= William Canfield =

American medical researcher

William Canfield is a glycobiologist, chief scientific officer and founder of an Oklahoma City-based biotechnology company, Novazyme, which was acquired by Genzyme in August 2001 and developed, among other things, an enzyme that can stabilize (but not cure) Pompe disease, based on Canfield's ongoing research since 1998. Canfield subsequently left Genzyme and established, with his partner in the Novazyme operation, John Crowley, another research laboratory (Cytovance Biologics), which he still heads. He saved Cytovance from bankruptcy by forming an investor group and raising $9 million after Crowley suddenly left the lab in 2005 to become the chief executive officer at Amicus Therapeutics in New Jersey.

==Biography==

Canfield obtained a B.S. in Chemistry from the University of Puget Sound followed by a Ph.D. in Biochemistry and Molecular Biology and an M.D. from the University of Washington School of Medicine.
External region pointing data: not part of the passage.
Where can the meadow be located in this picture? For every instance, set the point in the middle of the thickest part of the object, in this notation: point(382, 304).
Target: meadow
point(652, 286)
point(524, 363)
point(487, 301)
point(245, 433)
Canfield currently holds a faculty position in medical glycobiology at the University of Oklahoma Health Sciences Center. John Crowley took over a position as a CEO in Novazyme after leaving Bristol-Myers Squibb in March 2000 and together with Dr. Y. T. Chen at Duke University pushed for expedited approval by the U.S. Food and Drug Administration (FDA) of a new drug compound, NZ-1001 under orphan drug designation for the treatment of Glycogen storage disease type II in October 2005. The FDA stated: “We have determined that Novazyme’s recombinant human highly phosphorylated acid alpha-glucosidase (rhHPGAA) qualifies for orphan designation for enzyme replacement therapy in patients with all subtypes of glycogen storage disease type II (Pompe's disease).” Subsequent research at Genzyme on NZ-1001 along with three other potential compounds brought approval of the first enzyme replacement therapy for Pompe's disease - Alglucosidase alfa (Myozyme or Lumizyme, Genzyme Inc) in 2006.

==Popular culture==
William Canfield's work with Pompe Disease was fictionalized and made the subject of a 2010 movie Extraordinary Measures in which he is called Dr. Robert Stonehill and played by Harrison Ford.